Un reconocido economista ve posible que Europa entre en "estanflación", pero no por la guerra de Irán: "Es por el negocio que hay detrás"
Santiago Niño Becerra advierte de un escenario inédito: precios al alza, consumo a la baja… y empresas aumentando márgenes en plena incertidumbre global

La palabra vuelve a colarse en el debate económico global: estanflación. Un término que parecía enterrado desde los años 70, pero que ahora regresa en medio de tensiones geopolíticas, inflación persistente y dudas sobre el crecimiento. Sin embargo, el economista Santiago Niño Becerra lanza una advertencia que rompe con la explicación más extendida.

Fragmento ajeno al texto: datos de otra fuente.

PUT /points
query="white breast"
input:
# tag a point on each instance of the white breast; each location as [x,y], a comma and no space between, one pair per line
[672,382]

"¿Está volviendo la economía mundial a una situación estanflacionaria como la que se dio en los años 70? En mi opinión es posible", plantea en una serie de mensajes publicados en redes sociales. Pero inmediatamente introduce un matiz clave: "No será por lo que hasta ahora se ha visto en el conflicto… sino por el negocio que hay detrás".
Es decir, no sería una consecuencia directa de factores externos como la guerra o el precio del petróleo, sino algo más estructural.

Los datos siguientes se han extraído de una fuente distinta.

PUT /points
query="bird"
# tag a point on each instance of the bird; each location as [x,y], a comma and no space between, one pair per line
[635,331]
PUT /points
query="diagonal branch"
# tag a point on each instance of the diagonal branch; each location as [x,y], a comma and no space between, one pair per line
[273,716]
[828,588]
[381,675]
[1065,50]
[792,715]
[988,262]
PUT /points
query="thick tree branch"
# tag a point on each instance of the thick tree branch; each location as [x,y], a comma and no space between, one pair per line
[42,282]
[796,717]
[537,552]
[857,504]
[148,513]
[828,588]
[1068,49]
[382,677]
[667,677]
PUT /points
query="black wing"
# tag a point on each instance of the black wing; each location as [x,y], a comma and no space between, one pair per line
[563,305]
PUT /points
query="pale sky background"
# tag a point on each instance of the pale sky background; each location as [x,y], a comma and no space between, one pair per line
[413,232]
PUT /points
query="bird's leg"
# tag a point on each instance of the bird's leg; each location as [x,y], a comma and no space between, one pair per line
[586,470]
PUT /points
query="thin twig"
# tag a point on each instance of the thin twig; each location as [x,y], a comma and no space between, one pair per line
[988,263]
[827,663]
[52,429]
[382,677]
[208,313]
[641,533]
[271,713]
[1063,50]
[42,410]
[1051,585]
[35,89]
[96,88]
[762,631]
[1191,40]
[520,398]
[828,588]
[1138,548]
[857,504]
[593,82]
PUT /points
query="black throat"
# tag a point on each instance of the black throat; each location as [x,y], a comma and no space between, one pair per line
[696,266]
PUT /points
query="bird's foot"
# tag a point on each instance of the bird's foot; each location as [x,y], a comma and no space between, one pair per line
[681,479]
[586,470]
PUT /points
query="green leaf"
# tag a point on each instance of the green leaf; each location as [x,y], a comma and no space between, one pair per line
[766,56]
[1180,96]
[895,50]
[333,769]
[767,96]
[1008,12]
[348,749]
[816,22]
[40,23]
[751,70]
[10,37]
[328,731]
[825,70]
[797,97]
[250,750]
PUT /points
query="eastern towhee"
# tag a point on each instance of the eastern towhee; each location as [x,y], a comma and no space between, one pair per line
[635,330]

Un contexto muy distinto al de los años 70
Para entender su análisis, Niño Becerra insiste en mirar al pasado… pero sin caer en comparaciones simplistas. En los años 70, la estanflación, inflación alta con crecimiento débil, fue el resultado del agotamiento de un modelo basado en el crecimiento continuo, el pleno empleo y un sistema de protección social robusto.
Hoy, según el economista, el punto de partida es radicalmente distinto. "Lo que se ve es un exceso de capacidad productiva, la precariedad laboral es norma y la concentración de la riqueza no cesa de crecer", explica.
A esto se suma un debilitamiento progresivo del Estado del bienestar y un mercado laboral más inestable, donde los salarios ya no crecen al ritmo de los precios.
La clave: ganar más… vendiendo menos
El elemento más llamativo de su diagnóstico está en cómo podría producirse esta nueva estanflación. No como un accidente económico, sino como una dinámica que beneficia a determinados actores.
"El gasto y el consumo bajarán, pero si los precios aumentan vendiendo menos, los márgenes aumentarán", señala.
Este planteamiento rompe con la lógica tradicional: aunque la economía se enfríe y las familias consuman menos, las empresas podrían mantener o incluso aumentar sus beneficios si logran subir precios.
El resultado sería una economía en la que el volumen de actividad no crece, pero los precios sí lo hacen, generando una sensación de empobrecimiento generalizado.
El impacto directo en los ciudadanos
Las consecuencias de este escenario serían claras para la población. "La gente tendrá acceso a bienes más caros y su poder adquisitivo será más reducido", advierte.
Incluso en el caso de que los salarios se mantuvieran, la subida de precios erosionaría la capacidad de compra, generando una pérdida de bienestar que no siempre se refleja de forma inmediata en las estadísticas.
A esto se añade un riesgo añadido: la percepción de que el sistema no responde a las necesidades de la mayoría, alimentando el malestar social.
Concentración de poder y menos competencia
Otro de los factores clave que señala Niño Becerra es la creciente concentración de capital. En mercados dominados por grandes empresas, el margen para fijar precios es mayor y la competencia, menor.
"Los márgenes de fabricantes y distribuidores pueden aumentar, máxime si continúa el proceso de concentración", apunta.
Esto podría facilitar ese escenario en el que se vende menos, pero se gana más, consolidando aún más el poder de los grandes actores económicos.
Una crisis diferente… y más incómoda
La conclusión del economista es tan clara como inquietante. Si esta estanflación llega, no será una repetición de la de los años 70.
"Entonces fue una consecuencia. La de ahora, si se produce, se parecerá bastante a una estrategia", sentencia.
Una idea que introduce una lectura mucho más incómoda del momento actual: que la próxima gran crisis económica podría no ser solo fruto de circunstancias inevitables, sino también del funcionamiento -y los incentivos- del propio sistema.
Y eso, más que el propio concepto de estanflación, es lo que realmente preocupa.